Asked if he would agree that it was important for Government statistics and league tables to be seen to be above any kind of suspicion, the PMOS said of course - which was precisely why we had given responsibility for handling star ratings to CHI. Put to him that the body's independence was conditional on the non-intervention of Mr Milburn, the PMOS pointed out that the reported case had occurred before responsibility had been handed to CHI. They had only been given the responsibility for handling star ratings for last year and this year, so the situation was clearly different. Asked if he was implying that Mr Milburn should not have intervened, the PMOS said that the Department of Health had explained the circumstances at the time. The star ratings system had been in its developmental stages and the Health Secretary had been perfectly entitled to query figures which had been given to particular hospitals. The important point was that the system had now changed and responsibility had been given to an independent body which independently assessed the figures and kept them under review. Asked to clarify the criteria behind the decision to upgrade the star rating for South Durham Trust, the PMOS said that the Department of Health was dealing with the detail of this case. It was not a matter in which Downing Street had had any involvement.

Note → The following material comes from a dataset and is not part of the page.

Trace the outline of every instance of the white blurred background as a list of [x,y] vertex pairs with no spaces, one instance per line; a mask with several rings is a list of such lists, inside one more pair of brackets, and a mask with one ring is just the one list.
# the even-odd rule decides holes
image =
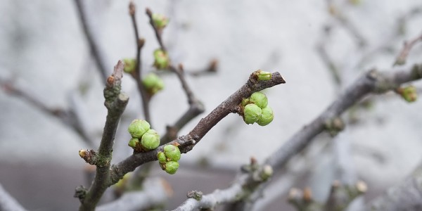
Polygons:
[[[111,73],[118,60],[135,56],[129,1],[86,1],[95,39]],[[135,4],[139,33],[146,39],[142,50],[144,72],[153,70],[152,52],[158,47],[144,13],[146,7],[170,18],[164,41],[174,63],[182,63],[189,71],[204,69],[211,60],[218,60],[217,74],[186,76],[206,111],[187,124],[180,135],[188,132],[200,117],[237,90],[252,71],[279,71],[287,82],[264,91],[275,113],[269,125],[247,125],[237,115],[231,115],[192,151],[183,155],[180,174],[168,177],[158,170],[158,165],[155,167],[154,175],[166,177],[170,181],[198,181],[174,185],[176,199],[170,207],[173,208],[184,200],[183,188],[205,193],[223,188],[251,156],[264,161],[364,71],[373,68],[393,71],[392,64],[402,42],[422,32],[422,4],[418,0],[174,0]],[[75,2],[1,0],[0,14],[1,79],[12,80],[14,86],[49,107],[73,108],[89,136],[99,141],[106,114],[103,82],[90,56]],[[343,17],[343,21],[335,15]],[[336,67],[340,83],[333,80],[318,46],[325,49]],[[422,48],[416,46],[405,67],[420,63],[421,55]],[[151,101],[154,127],[162,134],[188,108],[176,77],[165,75],[163,79],[166,88]],[[419,90],[422,88],[421,82],[414,84]],[[130,155],[126,128],[132,120],[143,117],[139,94],[129,75],[123,78],[122,89],[130,101],[118,129],[113,162]],[[359,107],[345,113],[344,117],[350,124],[340,136],[334,139],[318,136],[312,148],[298,158],[301,164],[297,166],[306,169],[296,167],[298,174],[292,174],[294,184],[287,187],[310,186],[315,198],[323,200],[330,184],[338,179],[338,165],[345,165],[333,158],[345,147],[347,174],[352,180],[359,179],[368,184],[368,198],[411,172],[422,158],[422,103],[407,103],[392,93],[371,100],[369,108]],[[74,188],[87,182],[83,177],[85,164],[77,152],[89,148],[86,143],[57,118],[3,89],[0,122],[0,184],[29,210],[76,209],[79,201],[72,198]],[[210,164],[210,172],[195,169],[204,162]],[[207,187],[201,186],[204,181]],[[283,191],[278,200],[285,205],[286,190]]]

In answer to questions about Iraqi debt, the PMOS said that the Prime Minister very much welcomed the initiative by President Bush in appointing James Baker as his personal envoy on Iraqi debt. The Prime Minister and Mr Baker had had a meeting in Downing Street this morning. We recognised the work he had done, including meeting with Chancellor Schroeder, President Chirac and Prime Minister Berlusconi. He was also due to meet President Putin. We supported a significant reduction in Iraq's debt. The precise figures would emerge as a function of discussions amongst the 'Paris Club', the network of creditor countries. We also believed that, as a result of Mr Baker's meetings with other European leaders, there was a growing consensus in support of our view, which was something we obviously welcomed. Asked how much was owed to the UK, the PMOS said that £620m was owed. Together with the interest on that, i.e. £525m, the total debt was £1.145bn, which was approximately $2bn.